Le gouvernement va revaloriser les salaires des soignants dans les établissements de santé, notamment le soir, le dimanche et les jours fériés. Ces mesures tarifaires suscitent des réactions mitigées, mais aussi la colère des acteurs du privé et des libéraux de santé.
Les urgences ont chauffé cet été, mais elles n’ont pas brûlé. Comme un symbole, Elisabeth Borne s’est rendue au CHU de Rouen pour sa rentrée politique dans le champ de la santé. Très attendue, la Première ministre a dévoilé quatre grandes mesures qui entreront en vigueur le 1er janvier : la majoration de 25 % du salaire des infirmiers et des aides-soignants pour le travail de nuit ; l’augmentation de 20 % de l’indemnité forfaitaire du travail le dimanche et les jours fériés pour les professionnels non médicaux ; la hausse de 50 % du tarif des gardes médicales ; la convergence de la rémunération des astreintes entre les praticiens hospitaliers du public et du privé. A noter : les acteurs du secteur privé associatif font partie de ce plan.
Mises bout à bout, ces avancées tarifaires représentent un investissement de 1,1 milliard d’euros par an, soit 500 millions de crédits nouveaux et 600 millions pour la pérennisation de dispositifs existants, qui seront inscrits dans le PLFSS 2024. Selon Matignon, ce « choc d’attractivité » doit permettre de « fidéliser les soignants » et de « limiter la concurrence entre les établissements de santé ». A tout le moins, le modèle proposé est jugé « beaucoup plus avantageux » que celui de la mission flash lancée par François Braun en juillet 2022… et dont les mesures ont été prorogées jusqu’au 31 décembre.
Des réactions mitigées
Entre satisfaction, circonspection et frustration, ces annonces ont suscité des réactions diverses. Plutôt modérée, la Fédération hospitalière de France se félicite d’avoir été entendue, salue un « signe fort » envers les soignants et le service public hospitalier, mais pose ouvertement ses conditions : « Ces dispositions ne suffiront pas, à elles seules, à répondre aux problématiques d’attractivité et de fidélisation dans les hôpitaux, qui demeurent l’enjeu prioritaire pour le système de santé, mais elles y contribuent. La FHF sera particulièrement vigilante quant au financement intégral de ces mesures, dans un contexte budgétaire très difficile pour les établissements », souligne l’organisation. Dans le cadre du PLFSS 2024, elle demande près de cinq milliards d’euros supplémentaires pour soutenir l’hôpital.
Plus critiques, certains syndicats de soignants réclament des évolutions structurelles sur le management, le recrutement et la qualité de vie des professionnels de santé au travail, à l’instar de Samu-Urgences de France, quand d’autres pointent les écarts salariaux entre les infirmiers français et leurs homologues européens.

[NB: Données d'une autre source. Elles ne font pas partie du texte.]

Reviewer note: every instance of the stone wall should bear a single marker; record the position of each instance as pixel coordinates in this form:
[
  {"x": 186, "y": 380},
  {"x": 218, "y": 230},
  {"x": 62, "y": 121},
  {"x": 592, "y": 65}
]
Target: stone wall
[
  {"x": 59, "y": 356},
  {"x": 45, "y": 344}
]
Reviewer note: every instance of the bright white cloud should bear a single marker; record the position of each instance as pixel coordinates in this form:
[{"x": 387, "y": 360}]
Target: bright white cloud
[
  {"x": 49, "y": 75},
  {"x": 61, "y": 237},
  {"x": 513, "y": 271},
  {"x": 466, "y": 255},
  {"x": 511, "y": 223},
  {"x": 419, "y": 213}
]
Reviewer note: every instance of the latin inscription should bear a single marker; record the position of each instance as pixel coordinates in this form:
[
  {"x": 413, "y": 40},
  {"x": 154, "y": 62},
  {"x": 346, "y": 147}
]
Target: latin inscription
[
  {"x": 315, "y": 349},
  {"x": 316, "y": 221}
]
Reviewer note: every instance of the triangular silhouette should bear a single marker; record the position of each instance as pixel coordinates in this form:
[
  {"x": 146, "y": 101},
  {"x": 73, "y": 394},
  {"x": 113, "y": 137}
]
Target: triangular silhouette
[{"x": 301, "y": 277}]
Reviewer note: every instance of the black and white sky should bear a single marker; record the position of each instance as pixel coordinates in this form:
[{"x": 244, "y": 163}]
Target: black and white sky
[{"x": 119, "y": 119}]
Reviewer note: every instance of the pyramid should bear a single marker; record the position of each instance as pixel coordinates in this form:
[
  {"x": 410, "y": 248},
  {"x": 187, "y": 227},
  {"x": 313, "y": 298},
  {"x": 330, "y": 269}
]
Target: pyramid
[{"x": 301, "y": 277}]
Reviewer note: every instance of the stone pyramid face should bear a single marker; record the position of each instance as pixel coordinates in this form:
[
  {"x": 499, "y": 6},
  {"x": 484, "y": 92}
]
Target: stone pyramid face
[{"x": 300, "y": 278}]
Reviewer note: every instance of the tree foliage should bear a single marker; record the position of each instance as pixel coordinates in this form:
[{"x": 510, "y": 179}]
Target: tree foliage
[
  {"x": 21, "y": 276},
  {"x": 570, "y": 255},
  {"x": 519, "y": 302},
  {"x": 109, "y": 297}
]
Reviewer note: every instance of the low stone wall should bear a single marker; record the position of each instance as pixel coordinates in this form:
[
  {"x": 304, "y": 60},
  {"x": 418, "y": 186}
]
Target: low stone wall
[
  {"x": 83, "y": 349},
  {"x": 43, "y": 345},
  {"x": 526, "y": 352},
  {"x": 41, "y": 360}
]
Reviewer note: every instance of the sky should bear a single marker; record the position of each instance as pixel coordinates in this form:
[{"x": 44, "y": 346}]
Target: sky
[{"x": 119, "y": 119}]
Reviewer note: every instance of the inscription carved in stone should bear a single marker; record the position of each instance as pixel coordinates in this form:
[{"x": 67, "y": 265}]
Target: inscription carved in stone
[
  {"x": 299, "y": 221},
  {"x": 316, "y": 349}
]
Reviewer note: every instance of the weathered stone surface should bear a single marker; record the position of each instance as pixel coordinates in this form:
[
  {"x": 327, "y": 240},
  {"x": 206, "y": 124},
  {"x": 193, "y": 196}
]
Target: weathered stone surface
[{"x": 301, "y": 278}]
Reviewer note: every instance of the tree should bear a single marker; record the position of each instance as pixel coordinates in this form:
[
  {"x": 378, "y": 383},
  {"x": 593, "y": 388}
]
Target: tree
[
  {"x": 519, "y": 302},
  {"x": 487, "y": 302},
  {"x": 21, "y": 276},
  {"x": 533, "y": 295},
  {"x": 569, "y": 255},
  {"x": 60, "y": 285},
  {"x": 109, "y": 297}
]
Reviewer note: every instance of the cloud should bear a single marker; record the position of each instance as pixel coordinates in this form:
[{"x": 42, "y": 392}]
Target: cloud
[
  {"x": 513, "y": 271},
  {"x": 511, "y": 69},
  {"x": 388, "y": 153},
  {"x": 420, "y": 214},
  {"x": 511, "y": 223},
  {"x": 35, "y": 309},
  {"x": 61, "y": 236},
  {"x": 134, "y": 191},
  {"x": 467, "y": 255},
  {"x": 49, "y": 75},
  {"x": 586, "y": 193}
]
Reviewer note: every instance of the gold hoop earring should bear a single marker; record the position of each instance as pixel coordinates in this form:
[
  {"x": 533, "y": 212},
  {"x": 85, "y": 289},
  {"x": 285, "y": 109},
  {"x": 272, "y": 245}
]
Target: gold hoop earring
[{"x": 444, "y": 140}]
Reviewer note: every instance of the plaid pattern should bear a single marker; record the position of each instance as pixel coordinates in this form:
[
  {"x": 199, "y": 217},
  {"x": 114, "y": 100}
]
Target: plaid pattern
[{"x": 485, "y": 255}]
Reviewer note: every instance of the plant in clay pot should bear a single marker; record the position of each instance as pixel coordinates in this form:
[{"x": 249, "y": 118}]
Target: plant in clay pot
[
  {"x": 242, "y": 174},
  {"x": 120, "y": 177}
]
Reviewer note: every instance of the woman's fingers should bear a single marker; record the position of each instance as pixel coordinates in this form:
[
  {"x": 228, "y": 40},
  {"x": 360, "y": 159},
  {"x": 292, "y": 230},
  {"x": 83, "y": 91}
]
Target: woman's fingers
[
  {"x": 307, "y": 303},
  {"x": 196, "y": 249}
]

Selon le SNPI, la rémunération varie du simple au double entre la France et la Suisse. Elle est aussi 30 % plus élevée en Belgique.
La colère du privé
Fustigeant une véritable inégalité de traitement, la FHP est rapidement montée au créneau. « Il est incompréhensible que les soignants des cliniques et des hôpitaux privés ne soient pas concernés par ces mesures ! Ils exercent pourtant les mêmes missions au service des mêmes patients que leurs collègues de l’hôpital public et, contrairement aux idées reçues, ils sont déjà moins bien rémunérés aujourd’hui », affirme Lamine Gharbi, son président, qui plaide pour une harmonisation des conditions salariales de l’ensemble des soignants dans une conjoncture « particulièrement difficile » en raison de l’inflation et de la pénurie de personnel. « Il est vital de renforcer et non d’affaiblir l’équité entre les acteurs : c’est une question de cohérence politique et de survie de notre système de santé », conclut-il.
Pour des raisons semblables, la colère monte également chez les professionnels libéraux, déjà exclus du Ségur de la santé. Profondément marqués par l’échec des dernières négociations conventionnelles, les médecins de ville organisent la riposte. Plusieurs syndicats représentatifs appellent à une grève généralisée le 13 octobre prochain. Ils exigent la reprise des discussions avec l’assurance maladie et des moyens financiers conséquents pour soigner davantage de patients.